Sundance London: The Case Against 8 review

Both form and subject rightly take their place in the discussion of films, but it seems like documentaries often get a pass if their form is severely lacking, whereas fiction films don’t seem to get such an easy ride.

It’s perhaps not too surprising that documentaries coast by on their subject matter, given how effective it can be to just tell the basics of a compelling or upsetting story. The facts can have impact regardless of how poor the storytelling is. But this has led to the critical celebration of many documentaries that hang their success purely on an engaging or important subject.

And so we come to The Case Against 8, which lays out the story of an incredibly interesting case. The true story is filled with complex political situations, engaging emotional dynamics and ethical positions well worth considering, all of this then related in a mostly bland and formulaic manner.

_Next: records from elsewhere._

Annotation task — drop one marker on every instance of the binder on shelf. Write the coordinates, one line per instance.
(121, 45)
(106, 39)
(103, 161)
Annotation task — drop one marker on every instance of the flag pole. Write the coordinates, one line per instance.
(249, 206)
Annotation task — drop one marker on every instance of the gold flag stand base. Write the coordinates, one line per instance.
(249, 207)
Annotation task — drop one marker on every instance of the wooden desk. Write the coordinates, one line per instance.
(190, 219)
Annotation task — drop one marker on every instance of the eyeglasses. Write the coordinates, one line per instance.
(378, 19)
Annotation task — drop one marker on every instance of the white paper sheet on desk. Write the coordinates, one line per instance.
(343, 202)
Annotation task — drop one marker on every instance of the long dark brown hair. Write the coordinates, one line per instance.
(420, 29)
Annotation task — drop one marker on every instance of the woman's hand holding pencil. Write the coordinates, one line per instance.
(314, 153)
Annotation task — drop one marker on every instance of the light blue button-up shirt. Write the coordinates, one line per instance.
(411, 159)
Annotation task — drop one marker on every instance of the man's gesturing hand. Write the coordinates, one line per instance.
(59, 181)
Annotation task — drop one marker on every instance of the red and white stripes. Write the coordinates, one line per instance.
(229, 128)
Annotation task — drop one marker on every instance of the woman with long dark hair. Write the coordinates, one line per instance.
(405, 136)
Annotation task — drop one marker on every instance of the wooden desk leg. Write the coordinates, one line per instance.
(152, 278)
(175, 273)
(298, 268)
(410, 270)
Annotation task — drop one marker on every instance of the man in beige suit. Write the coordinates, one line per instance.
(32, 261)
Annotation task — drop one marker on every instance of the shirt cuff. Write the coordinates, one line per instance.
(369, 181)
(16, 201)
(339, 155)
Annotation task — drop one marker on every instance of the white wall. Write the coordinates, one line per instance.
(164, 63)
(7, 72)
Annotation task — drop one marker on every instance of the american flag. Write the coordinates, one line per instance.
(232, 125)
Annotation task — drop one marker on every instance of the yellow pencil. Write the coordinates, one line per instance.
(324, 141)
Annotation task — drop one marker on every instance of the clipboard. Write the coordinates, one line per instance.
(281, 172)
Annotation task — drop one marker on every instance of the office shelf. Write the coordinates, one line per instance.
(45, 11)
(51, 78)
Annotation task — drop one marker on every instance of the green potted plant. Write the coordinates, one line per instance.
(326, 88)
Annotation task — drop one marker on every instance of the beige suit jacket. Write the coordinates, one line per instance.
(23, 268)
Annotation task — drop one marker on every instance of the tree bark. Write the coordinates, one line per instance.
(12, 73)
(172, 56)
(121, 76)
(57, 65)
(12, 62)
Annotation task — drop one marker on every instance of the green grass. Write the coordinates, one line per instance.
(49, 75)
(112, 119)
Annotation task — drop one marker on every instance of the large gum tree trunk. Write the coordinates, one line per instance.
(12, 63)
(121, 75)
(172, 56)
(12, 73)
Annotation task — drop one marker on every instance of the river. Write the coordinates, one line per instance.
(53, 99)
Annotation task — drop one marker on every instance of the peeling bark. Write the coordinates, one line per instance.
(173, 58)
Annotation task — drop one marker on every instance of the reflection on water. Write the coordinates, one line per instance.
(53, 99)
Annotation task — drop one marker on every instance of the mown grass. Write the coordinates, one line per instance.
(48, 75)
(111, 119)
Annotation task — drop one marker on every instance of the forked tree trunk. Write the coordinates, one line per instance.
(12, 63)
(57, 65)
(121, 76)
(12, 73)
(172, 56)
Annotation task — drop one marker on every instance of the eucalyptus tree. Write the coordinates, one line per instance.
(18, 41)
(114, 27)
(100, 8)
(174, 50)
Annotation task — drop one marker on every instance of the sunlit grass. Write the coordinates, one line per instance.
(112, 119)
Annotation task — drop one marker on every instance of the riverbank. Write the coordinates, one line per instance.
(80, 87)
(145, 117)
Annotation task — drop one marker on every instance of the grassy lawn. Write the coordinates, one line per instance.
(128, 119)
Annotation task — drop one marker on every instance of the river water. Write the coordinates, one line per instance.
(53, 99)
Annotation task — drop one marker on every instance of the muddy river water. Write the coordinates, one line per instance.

The Case Against 8 focuses on the successful attempt by a talented legal team and two brave same-sex couples to stand up against Proposition 8, the legal maneuver which effectively banned same-sex marriage in California just six months after it had been made legal.

Directors Ben Cotner and Ryan White follow the story from the time at which a case was considered in 2008, to when Prop 8 was finally rendered formally unconstitutional on June the 26th 2013.

We follow Kristin Perry, Sandra Stier, Paul Katami and Jeffrey Zarrillo, the two couples who were vetted and selected to front the case. As the film unfolds we’re party to the details of the case as built and delivered by newly united former rivals Ted Olsen and David Boies.

Many considered Olsen’s decision to fight for the rights of the LGBTQ community a switch of ‘sides.’ It’s absurd that some would say an advocate for constitutional rights such as Olsen would not be in favour of LBGTQ rights, and it’s here that film finds a powerful launching point from which to leap into the meat of its story.

We are introduced to Olsen in the film’s first scene as he argues the case that blocking same-sex marriage is unconstitutional. But the cracks in the filmmaking appear even in these first few shots, before they quickly widen into gaping crevices. The camera zooms in and out, waves from side to side, lurching around before the framing is finally settled upon. It’s a bad omen of what is to come and over the course of the film’s one hundred and nine minutes, there’s hardly ever any sense that the importance of form came to the forefront of Cotner and White’s minds.

Even the score from Blake Neely sounds so off the peg that it wouldn’t be surprising to discover that it was recycled from another documentary or ripped from a CD of copyright free library music.

But, of course, the subject is compelling and laid out with just enough detail to make sure any audience with an ounce of empathy is gripped. The two couples’ personal stories also add emotion to proceedings, as was also clearly intended by those who brought the case about. As Prop 8 is finally shown being wiped from law and both couples get married in front of the press, I and my screening audience were wiping tears from our eyes.

But I just can’t shake the feeling that we would have been moved just the same way by shaky YouTube footage of the event as filmed on someone’s cellphone. This was a profound historical moment and it’s incredible to see it unfold, but the events and their importance are not best served by this run-of-the-mill documentary.

The Case Against 8 will be released in US cinemas on the 6th of June and although no UK release date has been announced yet, the film has been picked up for distribution by the ever dependable Dogwoof.